Em casos de pacientes diagnosticados com depressão, a interação exclusiva com a inteligência artificial pode perpetuar esse isolamento social. Nesses casos, a terapia presencial é a mais recomendada. Em relação à ansiedade, a periodicidade das sessões de terapia é indicada, permitindo que o paciente reflita sobre suas emoções e angústias durante o período de espera entre os encontros com o psicólogo, gerenciando seus medos e questões de forma autônoma.

"Esse processo presencial é importante porque a pessoa vai ter que sair de casa e interagir, o que a inteligência artificial não proporciona. A sessão semanal pode ser algo muito interessante para que a pessoa possa receber as respostas ou as validações com a frequência ideal. Nesse período de espera, ela vai ter que elaborar sozinha os seus medos, as suas questões e angústias", sublinha a profissional.

Em um processo terapêutico real, o psicólogo não considera unicamente o que o paciente está relatando na sessão, mas sua bagagem emocional, questões do passado, seus propósitos de futuro, e o meio social e cultural. "Quando começamos a usar esse tipo de interação com a IA, passamos a definir a nossa tomada de decisões a partir de algo que não é real. Se você pede um conselho sobre a faculdade ou o trabalho, esse programa não consegue considerar realidade, ele não tem sentimentos humanos, então ele não vai saber como aquilo pode te afetar e qual retorno que isso vai ter para sua vida”, afirma Luana Silva.

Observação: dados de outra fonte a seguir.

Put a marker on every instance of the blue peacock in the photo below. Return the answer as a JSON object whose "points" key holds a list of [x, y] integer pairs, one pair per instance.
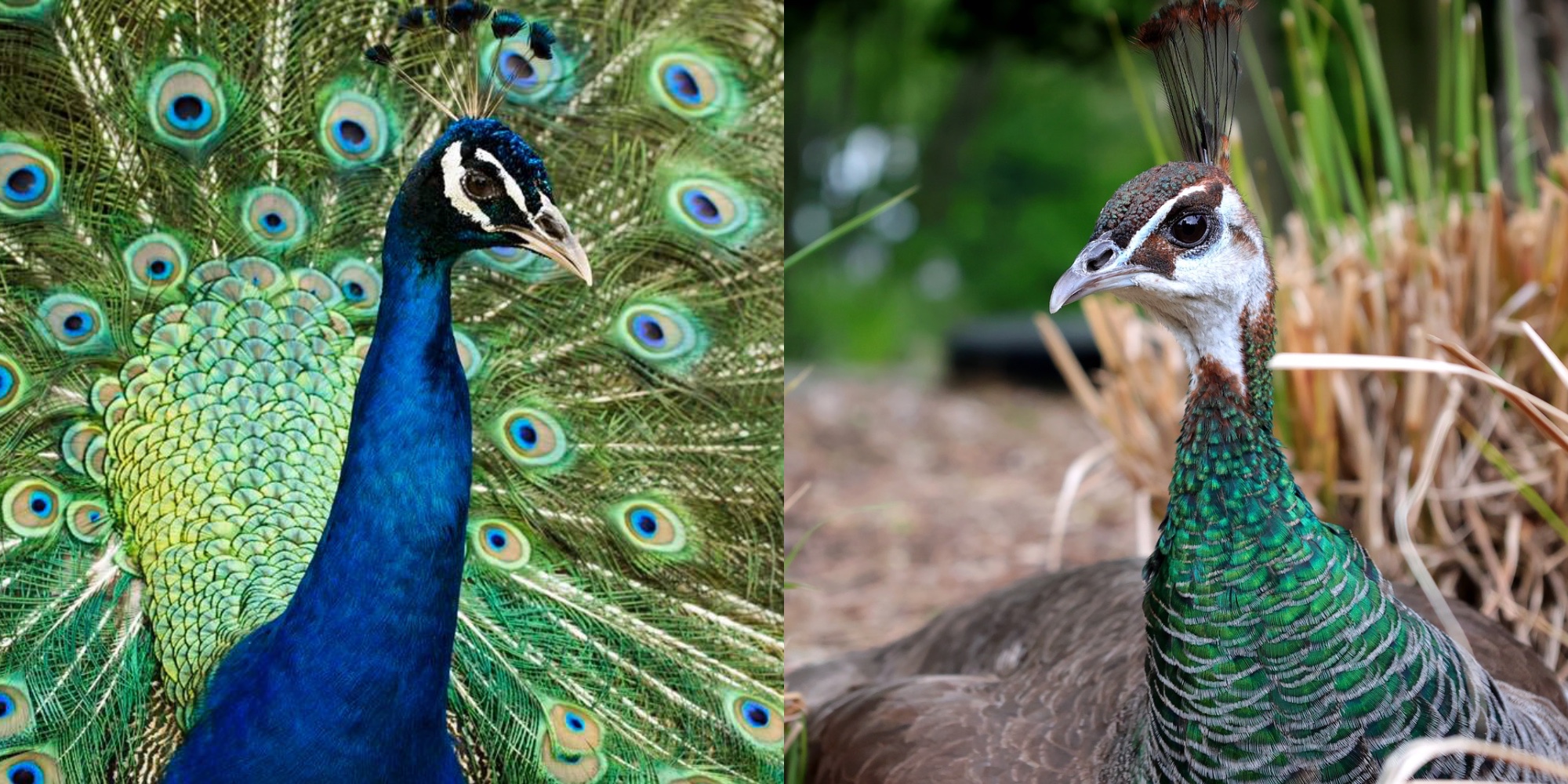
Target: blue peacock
{"points": [[319, 459]]}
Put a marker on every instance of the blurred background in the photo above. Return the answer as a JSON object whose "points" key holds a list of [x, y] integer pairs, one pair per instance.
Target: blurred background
{"points": [[927, 430]]}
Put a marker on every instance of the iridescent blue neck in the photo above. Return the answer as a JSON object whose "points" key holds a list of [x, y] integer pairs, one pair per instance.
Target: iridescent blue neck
{"points": [[355, 672]]}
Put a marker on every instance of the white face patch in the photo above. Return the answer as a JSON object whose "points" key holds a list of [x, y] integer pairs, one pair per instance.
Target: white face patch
{"points": [[452, 173], [1203, 300], [514, 191]]}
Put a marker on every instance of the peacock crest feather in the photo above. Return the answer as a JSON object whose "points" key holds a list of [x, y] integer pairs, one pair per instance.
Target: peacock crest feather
{"points": [[192, 201]]}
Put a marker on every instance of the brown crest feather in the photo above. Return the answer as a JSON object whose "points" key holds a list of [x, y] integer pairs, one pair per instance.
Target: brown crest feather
{"points": [[1196, 48]]}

Uso consciente da IA: Um guia para a saúde emocional

A psicóloga e neuropsicanalista Carla Salcedo oferece recomendações sobre como usar a ferramenta com responsabilidade e consciência emocional, destacando a importância de entender os limites da plataforma e seu uso apenas como um apoio complementar:

  • Perceba sua motivação: Você está conversando com o ChatGPT para clarear uma ideia ou para fugir de uma dor que tem evitado encarar?
  • Observe a frequência: Se o uso virar um hábito diário ou sempre aparecer em momentos de sofrimento, atenção: isso pode indicar dependência emocional digital.
  • Entenda o limite da ferramenta: A IA pode ajudar a organizar pensamentos, mas não identifica traumas, padrões emocionais nem constrói repertório interno.
  • Busque apoio humano: Se está se sentindo sobrecarregado, triste, ansioso ou confuso, procure um profissional. Um psicólogo pode te acolher e acompanhar com ética e presença.
  • Use a IA como apoio complementar: Ela pode ser útil para organizar a rotina, escrever um diário emocional, estruturar uma conversa difícil ou pensar em perguntas para levar à terapia.

As especialistas reforçam que o chat é um sistema criado apenas para auxiliar o humano em suas necessidades, não para substituí-lo. A comodidade de receber uma resposta a um problema em segundos não é equivalente a uma consulta com um profissional qualificado para exercer essa função.

Utilizar o chat para tirar dúvidas ou pedir conselhos pontuais pode ser produtivo e facilitar a rotina. O problema começa quando pessoas humanizam o sistema e o utilizam de forma frequente como um substituto perfeito. Essa idealização de romantizar a inteligência artificial como "terapeuta virtual" é perigosa, segundo Carla Salcedo, porque mascara uma ausência de reciprocidade. “A IA não sente, não pensa, não se importa, embora seja sempre gentil. Ela funciona com base em cálculos e padrões. E, embora isso possa gerar alívio momentâneo, está muito distante do que chamamos de cuidado", conclui a especialista.